Adapting model governance is The key to robust machine learning implementation in credit decisions
Authors: Mark Somers, Fabrizio Russo, Torgunn Ringsjø
Artificial Intelligence and within that the subset of techniques commonly referred to as Machine learning (ML) are being explored and adopted across industries at an increasing rate. Regulators are therefore forming their views on the implications of a change that many consider significant as recently reflected in James Proudman, the Executive Director of UK Deposit Takers Supervision, speech at the FCA Conference on Governance in Banking on 4 June 2019. This is a trend observed globally, as the Algorithmic Accountability Act (a bill presented in April in the US Senate) confirms. Whilst it is healthy to worry about whether models are driving informed and fair decisions, the risks brought about by ML are not entirely new. That said, model risk may be more material and difficult to fix as automated decisions become increasingly widespread and underlying data collection more pervasive and unstructured.
The risks of biased models are real, but the causes are often somewhat misunderstood. To recall the example that James Proudman provided, the firm’s model was discriminating against female applicants because they were a minority in the development sample and presumably based on the available legitimate controlling characteristics (qualifications, aptitudes etc), this could not be accounted for. Instead the model had picked up on two features: the word “women’s” in the CV being analysed; and having attended all-women colleges. It was inferred by the model, without human supervision, that these characteristics made candidates less suitable for roles. This is intuitively unfair, and perhaps more importantly, using a proscribed sensitive data item like gender is illegal in many jurisdictions.
This is a perfect example that illustrates the difference between risks arising from the use of more data versus those driven by poor inference of the modelled relationships. The first of the two features listed above can be seen as a feature “words in CV = women”. Typically, traditional models would not have the ability to use such granular data, hence it wouldn’t have been possible for the model to discriminate on that variable. This is a consequence of the application of advanced techniques (Natural Language Processing in this case) but fundamentally remains a data issue, as a minimum proscribed information (or elements that directly link to proscribed information) should have been removed prior to modelling. Achieving this effectively in unstructured and granular data remains a challenge which highlights the need to devise more robust controls over proscribed data exclusions when using large unstructured datasets.
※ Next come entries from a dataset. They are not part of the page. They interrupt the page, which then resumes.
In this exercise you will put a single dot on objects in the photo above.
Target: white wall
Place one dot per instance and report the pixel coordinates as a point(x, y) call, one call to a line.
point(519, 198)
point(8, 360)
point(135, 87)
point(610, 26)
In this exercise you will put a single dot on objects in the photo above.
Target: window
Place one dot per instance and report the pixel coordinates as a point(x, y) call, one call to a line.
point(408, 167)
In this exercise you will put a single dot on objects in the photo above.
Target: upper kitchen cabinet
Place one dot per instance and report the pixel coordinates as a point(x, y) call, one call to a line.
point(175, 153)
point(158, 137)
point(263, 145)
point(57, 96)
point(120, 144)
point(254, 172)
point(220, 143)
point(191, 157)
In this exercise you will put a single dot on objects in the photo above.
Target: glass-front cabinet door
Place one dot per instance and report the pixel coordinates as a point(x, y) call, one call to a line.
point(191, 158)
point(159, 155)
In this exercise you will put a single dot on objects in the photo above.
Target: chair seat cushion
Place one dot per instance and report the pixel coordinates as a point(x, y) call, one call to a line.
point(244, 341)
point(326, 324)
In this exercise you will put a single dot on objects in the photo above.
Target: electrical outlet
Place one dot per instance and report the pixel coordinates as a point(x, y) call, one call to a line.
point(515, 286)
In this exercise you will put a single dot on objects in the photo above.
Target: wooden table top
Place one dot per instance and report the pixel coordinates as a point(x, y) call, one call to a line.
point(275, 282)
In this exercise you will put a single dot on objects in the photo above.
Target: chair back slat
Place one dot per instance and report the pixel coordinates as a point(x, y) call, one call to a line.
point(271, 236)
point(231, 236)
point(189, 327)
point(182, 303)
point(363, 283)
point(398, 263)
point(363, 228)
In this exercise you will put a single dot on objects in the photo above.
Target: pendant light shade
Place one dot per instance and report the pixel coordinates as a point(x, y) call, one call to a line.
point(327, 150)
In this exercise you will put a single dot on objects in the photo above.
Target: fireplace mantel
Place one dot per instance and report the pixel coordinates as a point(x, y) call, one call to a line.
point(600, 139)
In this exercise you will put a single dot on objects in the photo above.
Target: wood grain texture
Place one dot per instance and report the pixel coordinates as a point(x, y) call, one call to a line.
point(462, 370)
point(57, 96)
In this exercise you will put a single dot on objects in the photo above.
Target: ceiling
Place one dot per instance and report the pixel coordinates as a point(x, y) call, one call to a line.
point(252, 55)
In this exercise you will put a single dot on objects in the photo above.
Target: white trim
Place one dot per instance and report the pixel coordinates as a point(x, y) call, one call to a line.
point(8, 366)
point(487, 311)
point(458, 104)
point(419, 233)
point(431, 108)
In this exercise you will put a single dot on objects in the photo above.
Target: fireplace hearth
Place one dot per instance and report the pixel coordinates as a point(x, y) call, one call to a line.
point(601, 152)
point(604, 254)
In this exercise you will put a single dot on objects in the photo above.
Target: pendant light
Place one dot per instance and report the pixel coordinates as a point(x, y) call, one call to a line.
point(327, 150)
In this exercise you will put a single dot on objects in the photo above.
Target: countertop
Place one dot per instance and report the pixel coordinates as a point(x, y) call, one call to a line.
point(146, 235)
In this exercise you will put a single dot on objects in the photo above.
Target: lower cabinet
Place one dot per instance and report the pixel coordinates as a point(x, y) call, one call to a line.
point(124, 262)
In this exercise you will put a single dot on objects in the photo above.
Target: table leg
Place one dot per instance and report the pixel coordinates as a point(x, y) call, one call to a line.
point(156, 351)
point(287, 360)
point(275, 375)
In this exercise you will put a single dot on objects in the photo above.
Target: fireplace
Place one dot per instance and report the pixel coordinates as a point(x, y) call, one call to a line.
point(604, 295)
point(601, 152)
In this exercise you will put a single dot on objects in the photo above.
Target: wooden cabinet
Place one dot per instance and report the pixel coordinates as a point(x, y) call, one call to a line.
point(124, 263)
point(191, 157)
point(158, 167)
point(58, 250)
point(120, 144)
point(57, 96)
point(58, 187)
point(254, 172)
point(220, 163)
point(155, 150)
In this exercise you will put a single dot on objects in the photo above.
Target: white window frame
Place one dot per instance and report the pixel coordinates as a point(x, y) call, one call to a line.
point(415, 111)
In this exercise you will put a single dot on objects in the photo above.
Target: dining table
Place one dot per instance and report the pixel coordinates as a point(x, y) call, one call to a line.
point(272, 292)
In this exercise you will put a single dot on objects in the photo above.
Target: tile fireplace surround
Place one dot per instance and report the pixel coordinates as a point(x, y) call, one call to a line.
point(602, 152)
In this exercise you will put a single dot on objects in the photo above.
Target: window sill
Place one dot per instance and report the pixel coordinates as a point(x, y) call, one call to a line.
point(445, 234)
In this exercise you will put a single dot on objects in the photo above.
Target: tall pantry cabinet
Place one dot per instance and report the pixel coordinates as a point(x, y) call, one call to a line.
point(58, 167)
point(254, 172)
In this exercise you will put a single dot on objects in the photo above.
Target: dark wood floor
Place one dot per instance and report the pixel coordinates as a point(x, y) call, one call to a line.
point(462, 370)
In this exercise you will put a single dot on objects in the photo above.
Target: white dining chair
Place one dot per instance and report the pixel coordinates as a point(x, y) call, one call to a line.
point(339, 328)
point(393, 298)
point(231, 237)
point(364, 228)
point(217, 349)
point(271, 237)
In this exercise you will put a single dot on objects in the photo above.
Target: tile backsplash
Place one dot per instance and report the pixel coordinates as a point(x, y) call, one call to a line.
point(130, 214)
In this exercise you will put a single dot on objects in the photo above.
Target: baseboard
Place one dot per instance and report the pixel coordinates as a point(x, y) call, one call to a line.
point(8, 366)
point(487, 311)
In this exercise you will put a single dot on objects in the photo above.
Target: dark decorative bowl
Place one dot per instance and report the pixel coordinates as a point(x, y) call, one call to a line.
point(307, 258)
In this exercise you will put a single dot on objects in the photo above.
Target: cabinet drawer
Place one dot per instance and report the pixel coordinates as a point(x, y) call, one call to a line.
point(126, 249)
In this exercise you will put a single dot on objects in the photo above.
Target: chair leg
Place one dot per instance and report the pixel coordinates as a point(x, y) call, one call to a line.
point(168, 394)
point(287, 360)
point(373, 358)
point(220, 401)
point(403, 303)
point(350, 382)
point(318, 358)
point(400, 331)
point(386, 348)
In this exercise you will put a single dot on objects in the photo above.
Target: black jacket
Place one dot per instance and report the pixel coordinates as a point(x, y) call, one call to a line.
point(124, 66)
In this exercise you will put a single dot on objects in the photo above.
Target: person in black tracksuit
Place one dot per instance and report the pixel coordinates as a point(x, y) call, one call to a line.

The second feature illustrates an issue that is not driven by how advanced the technique used is but by replicating unfair biases in the development data. Using an “education institution” variable within that same dataset, but through a traditional regression model, may similarly have attributed a lower score to the all-women schools in a very similar fashion as the most advanced technique. To identify these situations, it is critical to have good model interpretability, suitable model governance, human controls and reviews to identify the issue. Two clear challenges here are the size and complexity of the model solutions available under the ML umbrella. As for the complexity, interpretability techniques and measures have been proposed and are continually being studied. At the same time, a solid understanding of the structure of the algorithms helps to suggest simple and intuitive measures to quantify impact of certain characteristics on the modelled outcome. Regarding the size of these models, an interactive way of exploring variables’ relationships and effects is what we found helpful to facilitate model review and sign-off by the stakeholders. Education through visualisation has proven to be a compelling way to engage, speed up understanding and gain buy-in.
A third issue likely to arise is the interaction formed by the ML models, whereby even if you control the “education institution” and “words in CV” variables so they do not bias your predictions, the model manages to isolate pockets with a certain combination of characteristics that are predominantly pertinent to a protected group, essentially creating a proxy for the bias you are trying to avoid. Although there is no evidence of this in the development sample it is possible that such behaviour might emerge post deployment as the environment changes. As a result, it is critical in ML applications to monitor outcomes regularly and use human review of sample decisions to ensure detection of inappropriate outcomes in critical applications. Again, setting up a process and adequate tools to facilitate a swift yet informed review process, is key to make ML viable.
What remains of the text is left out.